Il premier Giuseppe Conte ha firmato stasera il DPCM (decreto del presidente del Consiglio) che proroga al 13 aprile le restrizioni per il Coronavirus. “Se allentassimo le misure restrittive gli sforzi sarebbero vani. Mi dispiace personalmente che cadono a Pasqua, una festa tanto cara a noi italiani” ha detto Conte in una conferenza stampa serale, prefigurando “una fase 2, di allentamento graduale e di convivenza con il virus. Poi ci sarà la fase 3, l’uscita dell’emergenza, della ricostruzione, del rilancio”.

Novità del DPCM di oggi che proroga le misure è anche la sospensione degli allenamenti anche per le società sportive e gli atleti professionisti. Il divieto è stato assunto “onde evitare che delle società sportive possano pretendere l’esecuzione di una prestazione sportiva anche nella forma di un allenamento. Ovviamente gli atleti potranno allenarsi in maniera individuale, ma non collettiva”, ha spiegato il premier. Vengono per il resto rinnovate tutte le limitazioni agli spostamenti e la chiusura delle attività non essenziali.

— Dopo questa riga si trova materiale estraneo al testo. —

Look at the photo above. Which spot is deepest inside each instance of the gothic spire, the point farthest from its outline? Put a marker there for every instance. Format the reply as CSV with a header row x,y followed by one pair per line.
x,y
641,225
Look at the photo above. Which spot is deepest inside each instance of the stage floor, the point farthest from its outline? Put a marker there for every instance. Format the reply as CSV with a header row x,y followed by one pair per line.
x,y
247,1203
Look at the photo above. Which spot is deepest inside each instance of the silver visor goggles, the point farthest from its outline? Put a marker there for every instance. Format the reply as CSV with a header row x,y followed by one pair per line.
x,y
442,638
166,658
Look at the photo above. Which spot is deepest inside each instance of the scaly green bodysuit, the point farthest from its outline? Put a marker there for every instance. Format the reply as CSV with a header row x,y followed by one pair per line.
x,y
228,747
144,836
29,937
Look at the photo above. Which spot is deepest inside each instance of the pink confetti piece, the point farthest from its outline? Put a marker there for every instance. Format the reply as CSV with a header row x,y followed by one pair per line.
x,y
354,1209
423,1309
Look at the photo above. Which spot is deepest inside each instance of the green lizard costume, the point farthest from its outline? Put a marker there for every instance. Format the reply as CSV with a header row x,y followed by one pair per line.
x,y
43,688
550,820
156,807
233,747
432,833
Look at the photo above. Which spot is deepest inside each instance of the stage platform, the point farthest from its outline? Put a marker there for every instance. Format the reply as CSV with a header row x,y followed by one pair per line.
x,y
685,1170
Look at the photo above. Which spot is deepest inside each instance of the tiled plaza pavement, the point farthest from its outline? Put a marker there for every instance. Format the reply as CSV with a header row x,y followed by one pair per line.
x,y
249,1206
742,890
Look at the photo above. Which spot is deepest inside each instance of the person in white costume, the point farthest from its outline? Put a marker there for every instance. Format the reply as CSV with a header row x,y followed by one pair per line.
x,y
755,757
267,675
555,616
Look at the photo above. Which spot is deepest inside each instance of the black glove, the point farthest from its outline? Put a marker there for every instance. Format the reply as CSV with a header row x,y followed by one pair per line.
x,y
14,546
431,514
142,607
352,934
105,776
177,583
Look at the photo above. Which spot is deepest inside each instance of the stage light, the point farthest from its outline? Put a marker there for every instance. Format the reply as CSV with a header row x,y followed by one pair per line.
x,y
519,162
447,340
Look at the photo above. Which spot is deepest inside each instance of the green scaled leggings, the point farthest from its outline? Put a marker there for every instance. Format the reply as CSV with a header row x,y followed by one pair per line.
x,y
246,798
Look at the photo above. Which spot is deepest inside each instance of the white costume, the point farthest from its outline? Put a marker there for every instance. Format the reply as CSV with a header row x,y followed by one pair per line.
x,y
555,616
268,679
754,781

Chiarimenti anche sulle passeggiate con i bambini, una misura che abbiamo aspettato a pubblicare e commentare: “Non abbiamo affatto autorizzato l’ora del passeggio coi bambini. Abbiamo solo detto che quando un genitore va a fare la spesa si può consentire anche l’accompagno di un bambino. Ma non deve essere l’occasione di andare a spasso”, ha chiarito il Premier.